HAINES -- On the alpine trail through the spruce and hemlock forest, next to the full river rolling down in foamy waves before dropping over a ledge, it was dry.

There was no mud at all. It was also warm enough to be comfortable in a T-shirt and shorts, which my friend Martha wore, or lightweight hiking pants, which I had on.

Kate sported a flowered mini-skirt and Teresa tied a colorful scarf around her neck, dressing up her T-shirt. She also had a small flask of Crown Royal in her pack to toast with once we arrived at the Laughton Glacier (pronounced law-ton.)

The White Pass and Yukon Route train dropped us off here, 14 miles north of Skagway, at about 10 in the morning and would stop to retrieve us when it returned from Canada at 3 p.m.

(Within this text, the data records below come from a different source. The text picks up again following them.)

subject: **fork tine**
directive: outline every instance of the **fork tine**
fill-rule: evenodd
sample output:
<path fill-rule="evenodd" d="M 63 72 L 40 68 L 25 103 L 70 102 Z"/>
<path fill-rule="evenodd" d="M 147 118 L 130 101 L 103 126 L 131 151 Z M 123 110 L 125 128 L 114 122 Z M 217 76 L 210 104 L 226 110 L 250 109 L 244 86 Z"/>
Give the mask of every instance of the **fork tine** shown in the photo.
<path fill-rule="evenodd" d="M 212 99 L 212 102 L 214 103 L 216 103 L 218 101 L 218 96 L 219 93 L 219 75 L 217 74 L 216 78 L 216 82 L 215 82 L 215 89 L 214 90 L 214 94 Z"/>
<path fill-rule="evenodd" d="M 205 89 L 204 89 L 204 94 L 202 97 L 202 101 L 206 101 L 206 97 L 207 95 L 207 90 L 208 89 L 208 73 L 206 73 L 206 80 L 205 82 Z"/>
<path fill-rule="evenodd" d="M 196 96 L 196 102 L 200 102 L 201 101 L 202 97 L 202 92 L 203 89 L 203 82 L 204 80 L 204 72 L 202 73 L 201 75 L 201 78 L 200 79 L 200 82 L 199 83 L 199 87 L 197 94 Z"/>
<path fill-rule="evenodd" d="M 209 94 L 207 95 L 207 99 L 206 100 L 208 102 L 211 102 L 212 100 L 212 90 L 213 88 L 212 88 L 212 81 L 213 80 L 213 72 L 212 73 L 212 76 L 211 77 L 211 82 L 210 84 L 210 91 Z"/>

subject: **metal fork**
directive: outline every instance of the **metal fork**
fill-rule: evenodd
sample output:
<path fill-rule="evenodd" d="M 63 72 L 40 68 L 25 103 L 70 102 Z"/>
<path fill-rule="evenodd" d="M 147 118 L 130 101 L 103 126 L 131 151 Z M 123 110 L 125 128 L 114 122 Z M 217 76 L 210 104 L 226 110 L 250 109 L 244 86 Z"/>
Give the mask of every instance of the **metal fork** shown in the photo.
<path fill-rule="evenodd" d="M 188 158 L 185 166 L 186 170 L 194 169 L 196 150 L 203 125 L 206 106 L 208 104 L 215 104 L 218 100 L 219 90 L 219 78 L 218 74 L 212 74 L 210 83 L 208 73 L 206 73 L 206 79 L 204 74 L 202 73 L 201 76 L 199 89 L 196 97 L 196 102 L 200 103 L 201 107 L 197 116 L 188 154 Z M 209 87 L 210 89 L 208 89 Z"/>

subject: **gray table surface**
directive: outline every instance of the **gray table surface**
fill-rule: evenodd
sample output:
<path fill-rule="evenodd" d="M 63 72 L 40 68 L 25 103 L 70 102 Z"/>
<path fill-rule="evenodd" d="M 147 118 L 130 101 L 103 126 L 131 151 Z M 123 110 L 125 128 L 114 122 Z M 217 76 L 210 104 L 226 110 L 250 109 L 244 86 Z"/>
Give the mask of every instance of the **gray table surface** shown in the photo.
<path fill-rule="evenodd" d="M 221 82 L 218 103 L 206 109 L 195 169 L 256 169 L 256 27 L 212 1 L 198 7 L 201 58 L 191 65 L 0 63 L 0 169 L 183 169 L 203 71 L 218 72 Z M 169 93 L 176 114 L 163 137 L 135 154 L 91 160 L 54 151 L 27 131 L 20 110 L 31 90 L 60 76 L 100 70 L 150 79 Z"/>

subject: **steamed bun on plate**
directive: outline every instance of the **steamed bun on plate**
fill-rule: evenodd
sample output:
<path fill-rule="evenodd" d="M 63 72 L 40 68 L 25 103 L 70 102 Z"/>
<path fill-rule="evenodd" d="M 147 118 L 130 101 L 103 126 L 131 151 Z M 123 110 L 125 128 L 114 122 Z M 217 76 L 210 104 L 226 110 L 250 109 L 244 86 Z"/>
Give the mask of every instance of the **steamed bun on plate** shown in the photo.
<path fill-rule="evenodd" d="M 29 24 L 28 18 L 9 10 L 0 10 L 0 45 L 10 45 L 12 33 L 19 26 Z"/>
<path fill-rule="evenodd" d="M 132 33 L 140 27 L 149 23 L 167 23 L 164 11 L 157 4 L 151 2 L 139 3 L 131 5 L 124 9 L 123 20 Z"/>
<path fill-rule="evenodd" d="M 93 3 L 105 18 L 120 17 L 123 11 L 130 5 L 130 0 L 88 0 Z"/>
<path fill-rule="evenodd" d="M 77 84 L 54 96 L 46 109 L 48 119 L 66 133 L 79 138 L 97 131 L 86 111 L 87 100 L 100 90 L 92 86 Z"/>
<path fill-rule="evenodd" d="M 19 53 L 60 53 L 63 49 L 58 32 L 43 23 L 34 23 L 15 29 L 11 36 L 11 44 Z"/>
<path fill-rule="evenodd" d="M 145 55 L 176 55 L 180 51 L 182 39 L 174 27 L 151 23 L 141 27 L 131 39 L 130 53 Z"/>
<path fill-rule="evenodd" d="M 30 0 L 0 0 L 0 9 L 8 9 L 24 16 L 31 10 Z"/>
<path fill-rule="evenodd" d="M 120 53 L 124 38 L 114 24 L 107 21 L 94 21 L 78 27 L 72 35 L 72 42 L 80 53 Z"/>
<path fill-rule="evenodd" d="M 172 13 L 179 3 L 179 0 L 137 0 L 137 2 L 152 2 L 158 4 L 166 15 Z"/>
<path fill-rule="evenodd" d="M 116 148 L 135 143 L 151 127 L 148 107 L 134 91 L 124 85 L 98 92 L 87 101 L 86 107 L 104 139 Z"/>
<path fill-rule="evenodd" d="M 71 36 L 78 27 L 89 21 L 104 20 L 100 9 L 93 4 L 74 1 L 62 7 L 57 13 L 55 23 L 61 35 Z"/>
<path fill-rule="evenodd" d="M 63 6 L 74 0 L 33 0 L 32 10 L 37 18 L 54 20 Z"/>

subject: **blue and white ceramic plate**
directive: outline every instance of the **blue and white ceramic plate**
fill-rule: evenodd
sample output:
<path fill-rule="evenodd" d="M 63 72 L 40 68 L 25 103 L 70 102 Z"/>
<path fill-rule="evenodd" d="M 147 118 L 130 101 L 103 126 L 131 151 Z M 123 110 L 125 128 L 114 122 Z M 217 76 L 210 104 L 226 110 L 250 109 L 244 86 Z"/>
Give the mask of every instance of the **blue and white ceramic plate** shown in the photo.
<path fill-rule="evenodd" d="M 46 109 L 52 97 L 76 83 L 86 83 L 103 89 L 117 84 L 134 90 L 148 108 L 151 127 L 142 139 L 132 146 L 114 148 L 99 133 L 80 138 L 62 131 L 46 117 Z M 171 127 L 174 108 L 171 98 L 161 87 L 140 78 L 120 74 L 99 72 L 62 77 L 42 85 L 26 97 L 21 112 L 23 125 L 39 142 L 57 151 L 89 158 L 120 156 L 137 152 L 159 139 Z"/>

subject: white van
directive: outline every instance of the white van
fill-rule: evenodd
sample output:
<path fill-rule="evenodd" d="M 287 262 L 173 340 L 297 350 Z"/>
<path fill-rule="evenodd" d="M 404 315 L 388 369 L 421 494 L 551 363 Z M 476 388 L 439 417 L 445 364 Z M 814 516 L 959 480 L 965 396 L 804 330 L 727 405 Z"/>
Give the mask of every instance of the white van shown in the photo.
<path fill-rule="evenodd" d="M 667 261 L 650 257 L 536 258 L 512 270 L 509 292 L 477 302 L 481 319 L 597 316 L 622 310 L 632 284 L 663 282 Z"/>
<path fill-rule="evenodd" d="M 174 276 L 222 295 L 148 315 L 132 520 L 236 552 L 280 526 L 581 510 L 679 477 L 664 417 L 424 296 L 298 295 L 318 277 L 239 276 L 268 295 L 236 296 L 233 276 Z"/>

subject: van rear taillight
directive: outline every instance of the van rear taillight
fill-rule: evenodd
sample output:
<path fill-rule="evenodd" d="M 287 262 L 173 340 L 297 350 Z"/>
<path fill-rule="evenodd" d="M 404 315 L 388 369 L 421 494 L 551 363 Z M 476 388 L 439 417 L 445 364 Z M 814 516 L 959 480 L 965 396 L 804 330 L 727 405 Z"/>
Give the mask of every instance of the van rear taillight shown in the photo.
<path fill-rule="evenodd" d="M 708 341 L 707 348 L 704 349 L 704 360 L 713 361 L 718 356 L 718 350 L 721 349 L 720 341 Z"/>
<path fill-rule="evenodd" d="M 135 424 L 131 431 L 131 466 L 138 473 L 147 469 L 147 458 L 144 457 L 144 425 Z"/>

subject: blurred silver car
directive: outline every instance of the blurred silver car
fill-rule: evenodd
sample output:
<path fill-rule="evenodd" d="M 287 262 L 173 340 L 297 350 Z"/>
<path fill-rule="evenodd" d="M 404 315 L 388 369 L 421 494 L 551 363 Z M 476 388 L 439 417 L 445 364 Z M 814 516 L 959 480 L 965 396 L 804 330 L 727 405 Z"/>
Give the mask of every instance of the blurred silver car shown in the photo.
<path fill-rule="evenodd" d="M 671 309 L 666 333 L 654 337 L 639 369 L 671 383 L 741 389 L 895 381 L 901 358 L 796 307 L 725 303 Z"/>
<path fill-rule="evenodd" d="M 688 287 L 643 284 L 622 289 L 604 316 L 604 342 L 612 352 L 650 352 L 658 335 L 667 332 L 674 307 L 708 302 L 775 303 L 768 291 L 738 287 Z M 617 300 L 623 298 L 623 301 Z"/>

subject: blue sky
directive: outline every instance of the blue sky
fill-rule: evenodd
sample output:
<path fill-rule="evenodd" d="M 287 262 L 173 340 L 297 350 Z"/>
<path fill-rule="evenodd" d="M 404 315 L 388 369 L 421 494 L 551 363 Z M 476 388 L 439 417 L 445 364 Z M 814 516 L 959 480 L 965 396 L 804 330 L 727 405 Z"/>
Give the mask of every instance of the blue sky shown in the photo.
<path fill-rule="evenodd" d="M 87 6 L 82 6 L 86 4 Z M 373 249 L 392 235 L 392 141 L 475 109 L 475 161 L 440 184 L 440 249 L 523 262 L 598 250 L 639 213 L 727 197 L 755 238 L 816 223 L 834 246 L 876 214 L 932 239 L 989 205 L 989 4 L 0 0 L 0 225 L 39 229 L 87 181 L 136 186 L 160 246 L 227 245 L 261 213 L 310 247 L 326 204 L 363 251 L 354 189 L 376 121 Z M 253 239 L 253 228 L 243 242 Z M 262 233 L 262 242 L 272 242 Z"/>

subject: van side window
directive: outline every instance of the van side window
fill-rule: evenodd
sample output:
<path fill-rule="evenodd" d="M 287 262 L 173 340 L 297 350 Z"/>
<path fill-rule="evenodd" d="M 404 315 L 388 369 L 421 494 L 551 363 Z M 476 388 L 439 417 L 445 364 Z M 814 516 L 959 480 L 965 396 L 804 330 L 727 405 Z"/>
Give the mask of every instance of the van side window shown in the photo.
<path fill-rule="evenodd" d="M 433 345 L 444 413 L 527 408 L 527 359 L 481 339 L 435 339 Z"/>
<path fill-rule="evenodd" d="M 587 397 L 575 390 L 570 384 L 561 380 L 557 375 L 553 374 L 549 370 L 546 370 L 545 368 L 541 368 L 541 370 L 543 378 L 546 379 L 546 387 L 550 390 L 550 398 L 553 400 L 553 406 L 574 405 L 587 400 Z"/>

We all headed to the bushes to pee before starting up the Forest Service path. We had fueled up after the 6 a.m. boat ride from Haines at the Starbucks across the street from the Skagway train depot.

This was before we came upon the sturdy wooden outhouse a little ways down the trail.

Once we got organized, the four of us hiked for about an hour until we reached the edge of a moraine.

Then we donned wind jackets -- and later fleeces and hats -- as we headed up the scoured rock and ice valley made by the retreating glacier following cairns, more or less, and talking about all kinds of things, but mostly about the other places my companions have been.

Kate and Martha are pioneering river guides. Martha said she'd been down the Grand Canyon 150 times. She and her husband own a Mexican restaurant in Haines now.

They stayed one summer after passing through with a portable burrito wagon. She couldn't believe I'd never roasted a fresh green chili pepper or that I'd never seen the Grand Canyon except in pictures.

Kate said she would like to go back to Turkey again someday. She described scouting class five rapids from a taxi cab, writing arrows on her map, indicating where to paddle the boat left or right and how, once she was actually in the river, following her own directions, it worked great... "Until we had no idea where we were" and she had to wing it and pray they'd make it out alive.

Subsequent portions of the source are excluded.